The Family Coalition Party ran a number of candidates in the 1995 provincial election, all of whom were defeated.  Information about these candidates may be found here.

Candidates

Brantford: Paul Vandervet
Paul Vandervet received 762 votes (2.27%), finishing fourth against Progressive Conservative candidate Ron Johnson.

Hamilton Centre: Tom Wigglesworth

Wigglesworth trained as a millwright, and was studying automated engineering at Mohawk College at the time of the election.  He was thirty-three years old (Hamilton Spectator, 27 May 1995).  He argued that the province should make abortion more difficult to access, and called for the elimination of the Ontario Human Rights Commission (Hamilton Spectator, 19 May 1995).  He received 376 votes (1.73%), finishing fourth against New Democratic Party incumbent David Christopherson.

Shortly after the election, he wrote against the concept of "sexual orientation" and claimed that homosexuals were undermining the fabric of society (Spectator, 28 July 1995).  He campaigned for a seat on Hamilton's separate school board in 2003, and was defeated in Ward 8.

St. Catharines: Jon Siemens

No information.  Siemens received 245 votes (0.83%), finishing fourth against Liberal incumbent Jim Bradley.

St. Catharines—Brock: Bert Pynenburg

Pynenburg works for Business Network International in Niagara-on-the-Lake.  He is a Catholic, and a member of the Diocese of St. Catharines Holy Name Society.

He first campaigned for the Legislative Assembly of Ontario in the 1990 provincial election, and received 1,331 votes (4.46%) to finish fifth in St.
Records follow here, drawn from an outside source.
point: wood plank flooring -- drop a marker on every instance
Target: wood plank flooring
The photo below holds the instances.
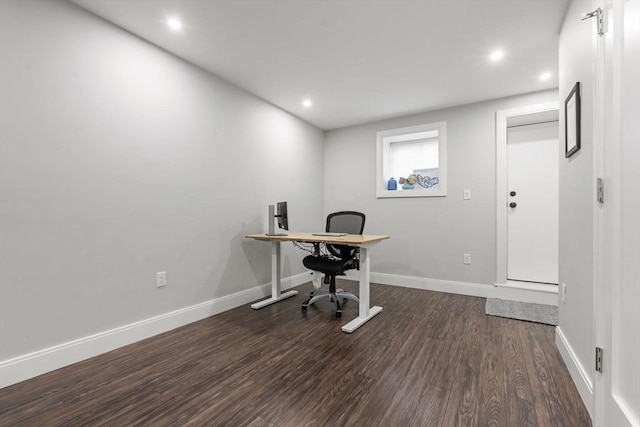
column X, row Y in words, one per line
column 428, row 359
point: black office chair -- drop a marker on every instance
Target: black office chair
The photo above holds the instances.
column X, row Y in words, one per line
column 340, row 259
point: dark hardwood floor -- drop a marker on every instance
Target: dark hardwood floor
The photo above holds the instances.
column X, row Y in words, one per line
column 429, row 359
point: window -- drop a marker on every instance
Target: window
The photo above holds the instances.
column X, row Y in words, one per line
column 412, row 162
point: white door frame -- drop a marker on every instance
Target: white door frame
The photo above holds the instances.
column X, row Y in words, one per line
column 614, row 405
column 529, row 292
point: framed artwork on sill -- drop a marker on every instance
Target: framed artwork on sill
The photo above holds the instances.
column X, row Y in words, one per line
column 572, row 122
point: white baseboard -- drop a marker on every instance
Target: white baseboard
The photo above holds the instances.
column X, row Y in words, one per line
column 21, row 368
column 579, row 374
column 462, row 288
column 538, row 293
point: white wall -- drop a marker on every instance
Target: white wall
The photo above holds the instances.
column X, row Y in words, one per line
column 428, row 235
column 119, row 160
column 576, row 203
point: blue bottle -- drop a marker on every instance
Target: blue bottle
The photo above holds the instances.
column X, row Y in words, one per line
column 392, row 184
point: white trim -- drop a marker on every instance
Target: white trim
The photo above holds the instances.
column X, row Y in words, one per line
column 537, row 293
column 501, row 180
column 514, row 291
column 49, row 359
column 578, row 373
column 461, row 288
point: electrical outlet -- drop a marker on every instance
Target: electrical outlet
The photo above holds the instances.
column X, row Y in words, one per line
column 161, row 279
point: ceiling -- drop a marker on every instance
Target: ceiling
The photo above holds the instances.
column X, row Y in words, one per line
column 359, row 60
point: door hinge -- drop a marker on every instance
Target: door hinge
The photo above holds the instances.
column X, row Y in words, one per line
column 599, row 15
column 599, row 359
column 600, row 190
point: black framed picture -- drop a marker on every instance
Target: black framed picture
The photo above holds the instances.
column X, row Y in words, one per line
column 572, row 121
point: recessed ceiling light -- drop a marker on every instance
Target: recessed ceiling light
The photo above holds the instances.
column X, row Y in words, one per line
column 545, row 76
column 174, row 24
column 496, row 55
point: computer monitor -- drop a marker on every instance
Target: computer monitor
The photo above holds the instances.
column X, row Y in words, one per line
column 281, row 214
column 278, row 212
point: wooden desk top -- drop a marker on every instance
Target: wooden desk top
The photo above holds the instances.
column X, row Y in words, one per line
column 349, row 239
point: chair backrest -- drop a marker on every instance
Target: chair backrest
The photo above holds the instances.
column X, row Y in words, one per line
column 350, row 222
column 345, row 222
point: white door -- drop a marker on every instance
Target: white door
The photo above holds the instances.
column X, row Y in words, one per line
column 617, row 252
column 532, row 203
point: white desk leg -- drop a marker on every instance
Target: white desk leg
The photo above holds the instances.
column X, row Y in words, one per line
column 365, row 313
column 276, row 280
Catharines against Liberal incumbent Jim Bradley.  His vote total fell to 598 in the 1995 election, and he finished fourth against Tom Froese of the Progressive Conservative Party.

Windsor—Walkerville: Donna Halliday

Halliday was 32 years old at the time of the election.  She had four children, and described herself as a full-time mother.  Previously, she was a supply teacher in Windsor's separate school board.  Halliday claimed that her main purpose in campaigning was to support tax benefits for parents sending their children to independent schools.  She also favoured government subsidies for stay-at-home parents raising children, and endorsed "workfare" for those receiving mother's allowance (Windsor Star, 3 June 1995).

Halliday received 957 votes (3.84%), finishing fourth against Liberal candidate Dwight Duncan.